Referred to by the media as “the world’s most loving artists,” this artistic duo has worked side by side for 27 years, creating art as one and spreading the love they have for each other across the world. The artists first met on a film shoot in Hong Kong and 7 days later they ran away to Nepal to get married on the foothills of Mount Everest. They’ve been inseparable ever since.
The artists are best known for their beloved characters, Rabbitwoman and Dogman, who tell the autobiographical tale of two opposites coming together to become best friends and soul mates. As unlikely animal kingdom companions, the Rabbit and the Dog stand for diversity and acceptance through love. Gillie and Marc believe art is a powerful platform for change. Their art is multi-disciplinary, paying homage to the importance of togetherness, as well as the magnificence of the natural world and the necessity of preserving it – for we are it, and it is us.
Gillie and Marc have a special spiritual connection to the world and its animals, and are passionate eco-warriors. Gillie grew up in Zambia and realized her love for art by sketching all the wonderful wildlife that surrounded her, falling in love with the captivating creatures with each drawing she created. Tragically, she saw an elephant brutally shot one day. This had a profound impact on her as a young child and from then on she vowed to dedicate her life and work to protecting Earth’s innocent animals. While in his twenties, Marc fell in love with conservation on a trip to Tanzania to see the chimpanzees. He gained a deep appreciation of all living things in their interconnectivity, and the importance of protecting the delicate balance of nature.
Rhinos have an extra special place in the artists’ hearts. This love affair began during a project to memorialize a black rhino and her calf who mysteriously died in a Zoo in Dubbo, Australia. The artists were heartbroken by this tragedy and wanted to create an artwork that would not only remember the rhinos, but also raise awareness about conservation.

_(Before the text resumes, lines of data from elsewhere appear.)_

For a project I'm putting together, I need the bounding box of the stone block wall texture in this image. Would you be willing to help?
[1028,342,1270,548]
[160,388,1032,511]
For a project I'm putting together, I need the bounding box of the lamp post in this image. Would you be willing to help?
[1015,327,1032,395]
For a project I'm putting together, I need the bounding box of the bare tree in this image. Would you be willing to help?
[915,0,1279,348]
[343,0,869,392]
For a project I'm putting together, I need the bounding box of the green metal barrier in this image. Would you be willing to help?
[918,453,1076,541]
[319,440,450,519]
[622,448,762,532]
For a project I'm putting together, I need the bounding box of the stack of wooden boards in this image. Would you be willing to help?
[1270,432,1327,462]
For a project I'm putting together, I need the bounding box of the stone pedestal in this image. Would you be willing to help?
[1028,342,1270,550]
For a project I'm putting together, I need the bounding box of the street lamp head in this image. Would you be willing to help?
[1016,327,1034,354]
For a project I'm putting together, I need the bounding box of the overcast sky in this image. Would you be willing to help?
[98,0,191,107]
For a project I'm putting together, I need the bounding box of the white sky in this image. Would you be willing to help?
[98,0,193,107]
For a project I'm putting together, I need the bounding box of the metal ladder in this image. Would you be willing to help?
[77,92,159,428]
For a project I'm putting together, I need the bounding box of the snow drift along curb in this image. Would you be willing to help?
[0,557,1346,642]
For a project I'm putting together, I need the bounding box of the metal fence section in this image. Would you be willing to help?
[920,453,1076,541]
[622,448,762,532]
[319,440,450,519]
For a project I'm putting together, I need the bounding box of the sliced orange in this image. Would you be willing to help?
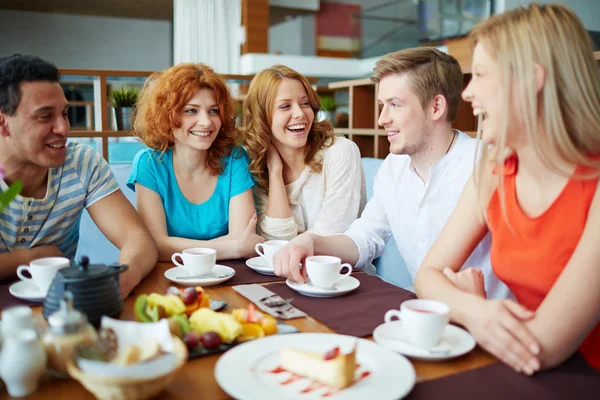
[260,314,277,335]
[238,324,265,342]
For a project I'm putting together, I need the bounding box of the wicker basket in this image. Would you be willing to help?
[67,336,188,400]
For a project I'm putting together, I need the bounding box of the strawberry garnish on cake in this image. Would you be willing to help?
[280,344,357,389]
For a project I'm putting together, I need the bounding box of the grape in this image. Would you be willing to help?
[181,287,198,305]
[200,332,221,349]
[183,331,200,351]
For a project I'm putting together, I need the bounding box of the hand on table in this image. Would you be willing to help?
[273,233,314,283]
[465,299,541,375]
[442,267,486,299]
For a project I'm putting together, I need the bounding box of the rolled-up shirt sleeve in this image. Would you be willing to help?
[344,167,392,274]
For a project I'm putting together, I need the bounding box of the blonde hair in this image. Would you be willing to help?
[371,47,463,122]
[470,3,600,217]
[243,65,335,189]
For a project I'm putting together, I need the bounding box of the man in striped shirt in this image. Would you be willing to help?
[0,54,157,295]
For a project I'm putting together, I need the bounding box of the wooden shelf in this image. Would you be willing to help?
[329,78,373,89]
[329,47,600,158]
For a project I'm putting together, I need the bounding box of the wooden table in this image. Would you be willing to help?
[0,263,496,400]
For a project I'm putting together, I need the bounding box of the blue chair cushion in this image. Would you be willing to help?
[75,164,135,264]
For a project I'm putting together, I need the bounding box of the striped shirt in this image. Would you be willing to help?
[0,142,119,260]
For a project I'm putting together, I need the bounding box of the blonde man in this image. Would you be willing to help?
[274,48,509,298]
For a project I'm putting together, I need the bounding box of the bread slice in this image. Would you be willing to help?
[112,345,141,365]
[138,338,161,362]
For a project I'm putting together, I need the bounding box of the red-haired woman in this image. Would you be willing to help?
[127,63,263,260]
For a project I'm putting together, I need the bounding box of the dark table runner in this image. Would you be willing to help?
[406,354,600,400]
[0,277,43,310]
[217,258,285,286]
[267,274,416,337]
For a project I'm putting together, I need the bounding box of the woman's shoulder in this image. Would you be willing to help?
[133,148,172,165]
[323,136,360,160]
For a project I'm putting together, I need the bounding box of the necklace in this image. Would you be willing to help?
[444,131,456,155]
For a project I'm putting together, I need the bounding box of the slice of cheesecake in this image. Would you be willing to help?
[280,345,356,389]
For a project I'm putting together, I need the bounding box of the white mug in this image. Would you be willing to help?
[171,247,217,276]
[17,257,71,294]
[306,256,352,289]
[384,299,450,349]
[254,240,289,267]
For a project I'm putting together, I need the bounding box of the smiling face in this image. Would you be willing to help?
[377,74,429,156]
[462,43,506,145]
[173,88,221,151]
[271,78,315,149]
[0,82,70,168]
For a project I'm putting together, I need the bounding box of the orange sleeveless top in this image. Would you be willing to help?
[488,157,600,370]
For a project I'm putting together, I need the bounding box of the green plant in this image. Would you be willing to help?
[321,96,336,112]
[110,86,140,107]
[0,165,23,211]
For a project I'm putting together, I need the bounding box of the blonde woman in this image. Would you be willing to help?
[244,65,366,240]
[415,4,600,375]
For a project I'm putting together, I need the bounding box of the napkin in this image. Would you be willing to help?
[233,284,306,319]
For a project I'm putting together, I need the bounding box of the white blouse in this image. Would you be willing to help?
[253,136,367,240]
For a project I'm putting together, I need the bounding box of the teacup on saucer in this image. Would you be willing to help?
[165,264,235,286]
[373,320,476,361]
[8,281,46,301]
[285,276,360,298]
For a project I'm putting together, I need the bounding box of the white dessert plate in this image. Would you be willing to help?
[285,276,360,298]
[246,257,275,275]
[8,281,46,301]
[373,321,475,361]
[215,333,416,400]
[165,264,235,287]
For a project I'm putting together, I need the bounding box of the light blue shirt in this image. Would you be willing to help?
[0,142,119,260]
[127,148,254,240]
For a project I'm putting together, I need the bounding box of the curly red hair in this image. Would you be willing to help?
[133,63,238,175]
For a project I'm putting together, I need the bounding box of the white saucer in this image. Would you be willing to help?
[373,320,475,361]
[8,281,46,301]
[246,257,275,275]
[165,264,235,287]
[285,276,360,298]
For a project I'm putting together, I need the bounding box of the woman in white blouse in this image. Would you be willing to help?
[244,65,366,240]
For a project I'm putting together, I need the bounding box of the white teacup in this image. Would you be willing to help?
[17,257,71,294]
[384,299,450,349]
[171,247,217,276]
[254,240,289,267]
[306,256,352,289]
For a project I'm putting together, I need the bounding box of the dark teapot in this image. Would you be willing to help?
[43,256,128,327]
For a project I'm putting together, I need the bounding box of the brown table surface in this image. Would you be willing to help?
[0,263,496,400]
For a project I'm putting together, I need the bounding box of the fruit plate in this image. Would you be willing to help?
[210,300,227,311]
[215,333,416,400]
[188,320,298,360]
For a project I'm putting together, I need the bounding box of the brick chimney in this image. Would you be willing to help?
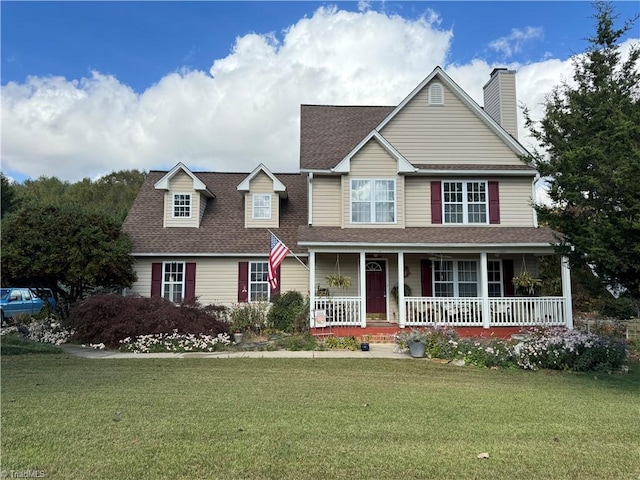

The event sparked a fire that led to the duo wanting to learn all they could about rhinos, find a way to give a voice to the voiceless, and help people understand the urgent need for conservation of these beautiful animals. This led to the couple creating the largest rhino sculpture in the world for the famous ‘Sculpture by the Sea,’ winning Australia’s coveted Allen’s People’s Choice and Kid’s Choice awards. A year later, they beat their own record with the installation of ‘The Last Three’ in New York City. At 17-feet tall, it’s currently the tallest bronze rhino sculpture on the planet and features the last three Northern White Rhinos, which have sadly now become two.
‘The Last Three’ is not just a powerful memorial and magnificent work of art - it’s also a catalyst for action. It is aligned with multiple initiatives aimed at spreading awareness, fueling donations, and working with authoritative bodies to effect real change against poaching. Gillie and Marc used the trajectory of their sculpture’s installation to motivate petition signatures, which they used to put pressure on the government of Vietnam to eradicate rhino trafficking in their country. Through their art, Gillie and Marc aim to transform passive audiences into passionate advocates for rhino conservation. Their mission is to use their work as a platform to continue spreading awareness about endangerment, which will ultimately lead to change and save species from extinction.
Their art has raised hundreds of thousands in donations for the many wildlife charities and causes they support.